La présidence Biden, climat favorable pour la haute finance
Malgré ces velléités de contrôle, la haute finance a soutenu d’un seul mouvement le candidat Biden : il aurait reçu près de 74 millions de dollars d’institutions financières de Wall Street pour la campagne, soit quatre fois plus que les quelque 18 millions de dollars versés à son adversaire. Pour quelles raisons ? Certes, le plan de relance fait déjà saliver les marchés : le cours des entreprises dans les énergies renouvelables a bondi, et l’afflux monétaire massif alimentera de toute manière la spéculation boursière. La raison principale n’en reste pas moins question de praxis politique. Trump a défendu un protectionnisme farouche, fondé sur l’unilatéralisme et les rapports de force entre États souverains. Il pouvait à tout moment menacer l’accès à un marché étranger par la bataille commerciale, accroissant par-là l’imprévisibilité de la vie économique et la volatilité des marchés. Renouant avec le multilatéralisme, le nouveau président prônera à l’inverse la négociation et a d’ores et déjà annoncé son retour dans les accords de Paris, son réengagement dans l’Organisation Mondiale du Commerce et la pacification prochaine des relations avec la Chine.
« Les marchés vont l’aimer parce que Biden n’ira pas trop loin à gauche. Ce sera un gouvernement centriste, pas un gouvernement par tweets. »
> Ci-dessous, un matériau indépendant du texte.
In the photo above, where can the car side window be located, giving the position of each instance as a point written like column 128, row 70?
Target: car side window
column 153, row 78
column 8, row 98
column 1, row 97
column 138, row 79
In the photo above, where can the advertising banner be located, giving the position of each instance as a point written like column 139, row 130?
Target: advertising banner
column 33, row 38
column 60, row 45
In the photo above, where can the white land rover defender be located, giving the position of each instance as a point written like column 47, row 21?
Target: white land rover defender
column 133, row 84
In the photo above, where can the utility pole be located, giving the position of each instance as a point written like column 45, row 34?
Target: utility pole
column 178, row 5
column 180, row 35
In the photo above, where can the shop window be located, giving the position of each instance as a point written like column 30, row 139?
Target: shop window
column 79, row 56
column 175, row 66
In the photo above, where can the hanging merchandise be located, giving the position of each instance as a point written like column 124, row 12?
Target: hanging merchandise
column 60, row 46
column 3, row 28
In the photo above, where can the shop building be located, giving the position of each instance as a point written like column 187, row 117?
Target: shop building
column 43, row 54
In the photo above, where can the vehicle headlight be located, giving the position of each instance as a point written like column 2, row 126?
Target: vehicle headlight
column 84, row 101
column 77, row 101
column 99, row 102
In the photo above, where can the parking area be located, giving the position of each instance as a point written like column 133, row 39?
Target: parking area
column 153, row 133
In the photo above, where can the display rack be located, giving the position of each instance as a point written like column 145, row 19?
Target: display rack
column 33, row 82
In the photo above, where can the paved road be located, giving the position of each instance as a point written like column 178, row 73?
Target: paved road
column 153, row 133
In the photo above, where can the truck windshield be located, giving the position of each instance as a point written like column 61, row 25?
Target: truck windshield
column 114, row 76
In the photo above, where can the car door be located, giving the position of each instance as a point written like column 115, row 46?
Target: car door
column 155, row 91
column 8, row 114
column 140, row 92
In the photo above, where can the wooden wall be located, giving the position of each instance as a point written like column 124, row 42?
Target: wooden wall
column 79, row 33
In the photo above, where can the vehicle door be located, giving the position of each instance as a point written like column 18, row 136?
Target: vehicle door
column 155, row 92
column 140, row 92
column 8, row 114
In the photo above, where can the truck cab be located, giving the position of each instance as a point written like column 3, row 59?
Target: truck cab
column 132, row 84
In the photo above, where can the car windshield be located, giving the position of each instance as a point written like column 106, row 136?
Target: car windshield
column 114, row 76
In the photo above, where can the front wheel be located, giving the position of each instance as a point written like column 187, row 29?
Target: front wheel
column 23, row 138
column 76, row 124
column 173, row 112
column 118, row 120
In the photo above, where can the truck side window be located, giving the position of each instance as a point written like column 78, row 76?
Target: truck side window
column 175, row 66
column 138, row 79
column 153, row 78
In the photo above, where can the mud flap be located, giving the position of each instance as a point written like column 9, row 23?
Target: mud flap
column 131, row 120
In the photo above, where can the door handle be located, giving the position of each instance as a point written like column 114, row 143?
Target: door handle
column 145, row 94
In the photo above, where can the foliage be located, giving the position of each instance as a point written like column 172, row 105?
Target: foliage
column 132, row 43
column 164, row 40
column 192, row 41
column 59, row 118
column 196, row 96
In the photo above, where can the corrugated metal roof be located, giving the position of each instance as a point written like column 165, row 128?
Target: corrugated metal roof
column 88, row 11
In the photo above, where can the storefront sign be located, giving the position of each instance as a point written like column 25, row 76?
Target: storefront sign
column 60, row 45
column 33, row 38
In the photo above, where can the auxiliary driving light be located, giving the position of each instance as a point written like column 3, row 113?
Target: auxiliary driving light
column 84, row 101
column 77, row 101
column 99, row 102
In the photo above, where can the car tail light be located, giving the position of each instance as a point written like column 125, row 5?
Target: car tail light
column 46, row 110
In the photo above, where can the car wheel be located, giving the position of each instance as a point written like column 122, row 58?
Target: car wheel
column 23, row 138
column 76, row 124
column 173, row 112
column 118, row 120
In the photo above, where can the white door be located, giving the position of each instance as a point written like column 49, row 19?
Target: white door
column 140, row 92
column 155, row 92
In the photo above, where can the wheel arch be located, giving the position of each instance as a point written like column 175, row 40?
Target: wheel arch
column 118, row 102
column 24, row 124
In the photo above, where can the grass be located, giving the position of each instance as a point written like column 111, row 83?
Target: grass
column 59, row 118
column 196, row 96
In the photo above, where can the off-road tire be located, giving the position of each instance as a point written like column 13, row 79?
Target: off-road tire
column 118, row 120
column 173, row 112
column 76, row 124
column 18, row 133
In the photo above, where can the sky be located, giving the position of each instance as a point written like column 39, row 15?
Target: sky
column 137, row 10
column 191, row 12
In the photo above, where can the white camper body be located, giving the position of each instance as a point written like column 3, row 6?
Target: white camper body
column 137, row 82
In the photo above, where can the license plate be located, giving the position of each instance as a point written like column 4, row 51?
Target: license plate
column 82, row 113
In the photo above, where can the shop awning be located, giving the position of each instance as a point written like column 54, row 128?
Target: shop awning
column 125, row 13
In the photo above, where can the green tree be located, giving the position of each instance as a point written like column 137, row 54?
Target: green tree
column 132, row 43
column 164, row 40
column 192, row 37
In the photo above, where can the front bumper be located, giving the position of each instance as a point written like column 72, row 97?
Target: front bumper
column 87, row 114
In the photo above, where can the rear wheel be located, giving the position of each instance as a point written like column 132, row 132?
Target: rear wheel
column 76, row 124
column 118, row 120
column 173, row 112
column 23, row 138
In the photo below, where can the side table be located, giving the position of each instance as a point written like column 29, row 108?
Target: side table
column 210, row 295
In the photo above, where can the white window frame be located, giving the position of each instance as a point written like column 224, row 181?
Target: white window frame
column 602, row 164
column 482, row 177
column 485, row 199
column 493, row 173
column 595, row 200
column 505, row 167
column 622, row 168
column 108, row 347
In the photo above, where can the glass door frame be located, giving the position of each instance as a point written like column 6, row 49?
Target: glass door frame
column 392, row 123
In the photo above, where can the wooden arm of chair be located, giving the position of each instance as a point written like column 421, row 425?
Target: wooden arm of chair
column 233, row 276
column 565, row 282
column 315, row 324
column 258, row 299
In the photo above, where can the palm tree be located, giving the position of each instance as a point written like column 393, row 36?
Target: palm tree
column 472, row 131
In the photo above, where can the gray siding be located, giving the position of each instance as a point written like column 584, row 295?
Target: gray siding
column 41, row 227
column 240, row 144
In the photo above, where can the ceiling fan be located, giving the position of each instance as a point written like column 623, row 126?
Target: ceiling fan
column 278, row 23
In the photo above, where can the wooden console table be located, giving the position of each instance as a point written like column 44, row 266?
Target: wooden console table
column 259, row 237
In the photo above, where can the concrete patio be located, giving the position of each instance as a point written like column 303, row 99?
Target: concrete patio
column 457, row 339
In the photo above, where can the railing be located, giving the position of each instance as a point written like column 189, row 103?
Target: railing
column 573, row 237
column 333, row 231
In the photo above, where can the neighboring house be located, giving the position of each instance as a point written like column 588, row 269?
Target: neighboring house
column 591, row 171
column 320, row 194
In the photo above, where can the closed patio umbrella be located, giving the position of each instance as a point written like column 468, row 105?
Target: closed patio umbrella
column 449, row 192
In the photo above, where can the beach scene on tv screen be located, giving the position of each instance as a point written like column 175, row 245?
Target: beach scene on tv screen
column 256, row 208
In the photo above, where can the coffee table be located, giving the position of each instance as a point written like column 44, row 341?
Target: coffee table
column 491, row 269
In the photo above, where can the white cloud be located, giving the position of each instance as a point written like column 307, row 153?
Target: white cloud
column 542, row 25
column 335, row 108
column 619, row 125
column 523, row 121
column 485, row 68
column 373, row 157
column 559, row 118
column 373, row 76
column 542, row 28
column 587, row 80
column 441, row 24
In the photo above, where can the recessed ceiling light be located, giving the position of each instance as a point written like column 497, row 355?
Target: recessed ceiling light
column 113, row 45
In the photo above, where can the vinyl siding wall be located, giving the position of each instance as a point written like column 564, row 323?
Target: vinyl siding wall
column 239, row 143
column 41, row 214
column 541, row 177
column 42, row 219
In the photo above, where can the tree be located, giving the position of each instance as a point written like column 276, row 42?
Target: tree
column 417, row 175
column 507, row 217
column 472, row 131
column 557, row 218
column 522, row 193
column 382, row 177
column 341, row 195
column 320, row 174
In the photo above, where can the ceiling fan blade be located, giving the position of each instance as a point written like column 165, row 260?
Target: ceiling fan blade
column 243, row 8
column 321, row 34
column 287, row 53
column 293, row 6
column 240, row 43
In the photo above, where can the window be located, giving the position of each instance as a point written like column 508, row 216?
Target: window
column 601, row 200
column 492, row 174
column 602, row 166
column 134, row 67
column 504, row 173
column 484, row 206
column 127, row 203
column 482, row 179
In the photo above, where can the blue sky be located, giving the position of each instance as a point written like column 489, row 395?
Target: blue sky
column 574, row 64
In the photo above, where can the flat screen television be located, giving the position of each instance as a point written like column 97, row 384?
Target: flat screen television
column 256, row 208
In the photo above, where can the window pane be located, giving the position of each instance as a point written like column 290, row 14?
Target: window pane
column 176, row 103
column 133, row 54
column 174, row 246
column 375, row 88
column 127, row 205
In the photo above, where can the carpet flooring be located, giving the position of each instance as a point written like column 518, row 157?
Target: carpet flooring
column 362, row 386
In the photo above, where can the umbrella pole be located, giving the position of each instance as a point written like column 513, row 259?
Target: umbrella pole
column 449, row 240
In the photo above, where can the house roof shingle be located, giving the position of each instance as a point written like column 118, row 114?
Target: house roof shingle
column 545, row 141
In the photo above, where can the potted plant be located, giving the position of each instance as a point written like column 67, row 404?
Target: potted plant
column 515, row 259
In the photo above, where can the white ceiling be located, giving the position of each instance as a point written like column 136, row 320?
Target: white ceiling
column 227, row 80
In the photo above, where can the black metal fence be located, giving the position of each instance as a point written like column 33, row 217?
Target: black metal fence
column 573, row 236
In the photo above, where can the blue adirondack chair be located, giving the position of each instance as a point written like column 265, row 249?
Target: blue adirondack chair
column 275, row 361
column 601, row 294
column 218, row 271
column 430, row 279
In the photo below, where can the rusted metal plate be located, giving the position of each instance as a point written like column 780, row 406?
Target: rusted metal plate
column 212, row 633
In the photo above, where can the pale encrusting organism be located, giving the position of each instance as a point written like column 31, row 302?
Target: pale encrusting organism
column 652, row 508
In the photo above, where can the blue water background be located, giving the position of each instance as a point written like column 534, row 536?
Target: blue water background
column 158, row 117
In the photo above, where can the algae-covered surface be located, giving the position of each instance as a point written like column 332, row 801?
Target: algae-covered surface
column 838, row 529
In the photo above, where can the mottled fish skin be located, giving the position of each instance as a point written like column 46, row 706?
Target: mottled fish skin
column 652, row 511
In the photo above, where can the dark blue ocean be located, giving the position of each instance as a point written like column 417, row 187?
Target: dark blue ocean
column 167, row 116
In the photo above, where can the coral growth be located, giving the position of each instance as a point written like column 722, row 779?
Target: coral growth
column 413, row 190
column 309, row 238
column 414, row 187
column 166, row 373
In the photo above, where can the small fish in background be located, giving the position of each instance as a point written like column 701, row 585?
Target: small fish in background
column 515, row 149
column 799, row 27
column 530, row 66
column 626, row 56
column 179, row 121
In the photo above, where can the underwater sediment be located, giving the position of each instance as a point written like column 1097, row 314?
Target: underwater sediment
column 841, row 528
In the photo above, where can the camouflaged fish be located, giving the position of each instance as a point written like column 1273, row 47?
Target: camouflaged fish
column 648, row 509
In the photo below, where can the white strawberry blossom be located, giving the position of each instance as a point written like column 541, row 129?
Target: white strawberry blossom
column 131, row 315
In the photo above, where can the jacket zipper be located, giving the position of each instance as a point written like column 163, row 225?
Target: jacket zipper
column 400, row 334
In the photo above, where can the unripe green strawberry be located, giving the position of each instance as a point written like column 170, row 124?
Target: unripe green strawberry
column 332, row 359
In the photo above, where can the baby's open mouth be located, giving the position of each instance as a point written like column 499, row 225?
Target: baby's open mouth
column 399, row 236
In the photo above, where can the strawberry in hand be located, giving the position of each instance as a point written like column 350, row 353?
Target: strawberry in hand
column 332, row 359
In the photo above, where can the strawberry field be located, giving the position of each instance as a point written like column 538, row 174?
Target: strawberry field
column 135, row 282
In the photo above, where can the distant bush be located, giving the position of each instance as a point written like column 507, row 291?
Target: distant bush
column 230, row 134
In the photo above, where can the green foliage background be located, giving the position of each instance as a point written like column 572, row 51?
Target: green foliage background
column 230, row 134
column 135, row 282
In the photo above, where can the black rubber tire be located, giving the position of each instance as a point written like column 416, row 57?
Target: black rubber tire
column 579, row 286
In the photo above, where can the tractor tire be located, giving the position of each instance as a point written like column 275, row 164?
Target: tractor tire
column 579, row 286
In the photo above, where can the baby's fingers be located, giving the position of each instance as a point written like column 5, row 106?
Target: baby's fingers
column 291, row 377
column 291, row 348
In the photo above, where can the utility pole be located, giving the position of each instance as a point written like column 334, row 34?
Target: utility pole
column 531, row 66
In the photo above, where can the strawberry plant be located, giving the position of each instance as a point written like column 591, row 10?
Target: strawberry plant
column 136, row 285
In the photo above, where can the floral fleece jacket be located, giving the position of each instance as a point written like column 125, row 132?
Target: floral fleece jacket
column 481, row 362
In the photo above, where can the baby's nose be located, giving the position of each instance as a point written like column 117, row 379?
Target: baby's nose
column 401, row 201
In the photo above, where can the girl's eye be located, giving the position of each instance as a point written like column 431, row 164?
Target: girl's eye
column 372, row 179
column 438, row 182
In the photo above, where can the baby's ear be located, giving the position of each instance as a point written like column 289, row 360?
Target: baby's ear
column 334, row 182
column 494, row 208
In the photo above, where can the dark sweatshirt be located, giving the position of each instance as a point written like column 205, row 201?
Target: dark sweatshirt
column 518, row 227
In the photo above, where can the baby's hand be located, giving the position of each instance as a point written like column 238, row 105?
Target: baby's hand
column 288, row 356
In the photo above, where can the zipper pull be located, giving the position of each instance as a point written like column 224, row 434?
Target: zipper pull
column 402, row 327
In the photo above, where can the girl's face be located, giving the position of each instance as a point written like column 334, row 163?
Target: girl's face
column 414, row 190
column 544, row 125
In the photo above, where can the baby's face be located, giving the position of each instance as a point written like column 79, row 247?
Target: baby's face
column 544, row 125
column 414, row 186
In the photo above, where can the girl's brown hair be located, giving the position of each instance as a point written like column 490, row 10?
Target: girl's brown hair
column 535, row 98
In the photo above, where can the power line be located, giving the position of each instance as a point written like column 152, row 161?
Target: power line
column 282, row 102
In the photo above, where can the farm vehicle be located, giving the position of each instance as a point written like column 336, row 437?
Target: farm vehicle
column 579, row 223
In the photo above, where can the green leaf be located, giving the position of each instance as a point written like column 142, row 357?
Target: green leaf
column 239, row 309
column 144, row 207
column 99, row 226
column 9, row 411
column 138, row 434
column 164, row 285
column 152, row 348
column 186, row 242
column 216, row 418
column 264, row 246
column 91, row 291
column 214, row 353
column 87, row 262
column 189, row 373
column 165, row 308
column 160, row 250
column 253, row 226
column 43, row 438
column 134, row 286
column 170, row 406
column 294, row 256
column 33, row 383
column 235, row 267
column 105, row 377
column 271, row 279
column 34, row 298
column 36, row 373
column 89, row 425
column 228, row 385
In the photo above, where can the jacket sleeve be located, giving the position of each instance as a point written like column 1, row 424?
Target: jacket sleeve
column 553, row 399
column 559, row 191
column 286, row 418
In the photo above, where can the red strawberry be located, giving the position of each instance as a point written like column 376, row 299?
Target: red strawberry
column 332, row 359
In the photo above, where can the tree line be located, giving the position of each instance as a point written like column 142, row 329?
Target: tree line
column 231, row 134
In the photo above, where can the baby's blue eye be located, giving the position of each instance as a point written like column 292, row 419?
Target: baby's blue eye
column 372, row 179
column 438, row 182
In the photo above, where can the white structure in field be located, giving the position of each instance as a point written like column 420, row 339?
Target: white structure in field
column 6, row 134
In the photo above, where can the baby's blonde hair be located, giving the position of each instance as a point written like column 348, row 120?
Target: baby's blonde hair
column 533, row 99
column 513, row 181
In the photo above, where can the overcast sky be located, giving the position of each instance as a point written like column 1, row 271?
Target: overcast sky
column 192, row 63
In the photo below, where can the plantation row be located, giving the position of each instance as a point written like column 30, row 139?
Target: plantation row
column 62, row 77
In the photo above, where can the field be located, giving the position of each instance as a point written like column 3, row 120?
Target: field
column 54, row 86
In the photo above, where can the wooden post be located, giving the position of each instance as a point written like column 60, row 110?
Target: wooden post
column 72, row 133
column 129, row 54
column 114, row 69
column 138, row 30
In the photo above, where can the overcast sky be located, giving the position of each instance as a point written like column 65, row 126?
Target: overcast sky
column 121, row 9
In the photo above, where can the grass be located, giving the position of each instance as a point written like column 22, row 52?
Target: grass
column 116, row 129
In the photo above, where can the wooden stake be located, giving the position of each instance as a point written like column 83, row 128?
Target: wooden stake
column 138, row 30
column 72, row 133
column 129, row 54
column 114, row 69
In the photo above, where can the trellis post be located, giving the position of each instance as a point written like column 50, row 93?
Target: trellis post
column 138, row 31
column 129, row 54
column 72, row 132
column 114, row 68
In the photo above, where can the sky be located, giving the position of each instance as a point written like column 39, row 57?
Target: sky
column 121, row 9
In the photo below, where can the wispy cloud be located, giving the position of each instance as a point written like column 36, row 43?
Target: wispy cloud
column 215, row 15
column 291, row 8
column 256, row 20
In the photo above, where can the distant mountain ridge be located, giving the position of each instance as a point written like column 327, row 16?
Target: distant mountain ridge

Ainsi, Wall Street a célébré la victoire de Biden en grande pompe et affiche à la hausse depuis son installation à Washington. Des mesures de gauche annoncées par Biden, les investisseurs considèrent qu’elles étaient des appels aux électeurs progressistes mais qu’elles seront sans conséquence pratique. Ainsi, pour Jim Awad, directeur général de Clearstead Advisors, « les marchés vont l’aimer parce que Biden n’ira pas trop loin à gauche. Ce sera un gouvernement centriste, pas un gouvernement par tweets. » La nomination de Janet Yellen (ex-présidente de la FED) au poste de secrétaire au Trésor aura d’ailleurs rassuré les marchés, elle qui a touché près de 7,3 millions de dollars de Wall Street en deux ans pour des discours et interventions publiques. Plus que par des mesures précises, c’est donc le climat instauré par la présidence Biden qui pourrait être à l’origine d’un nouvel Eden pour la haute finance américaine.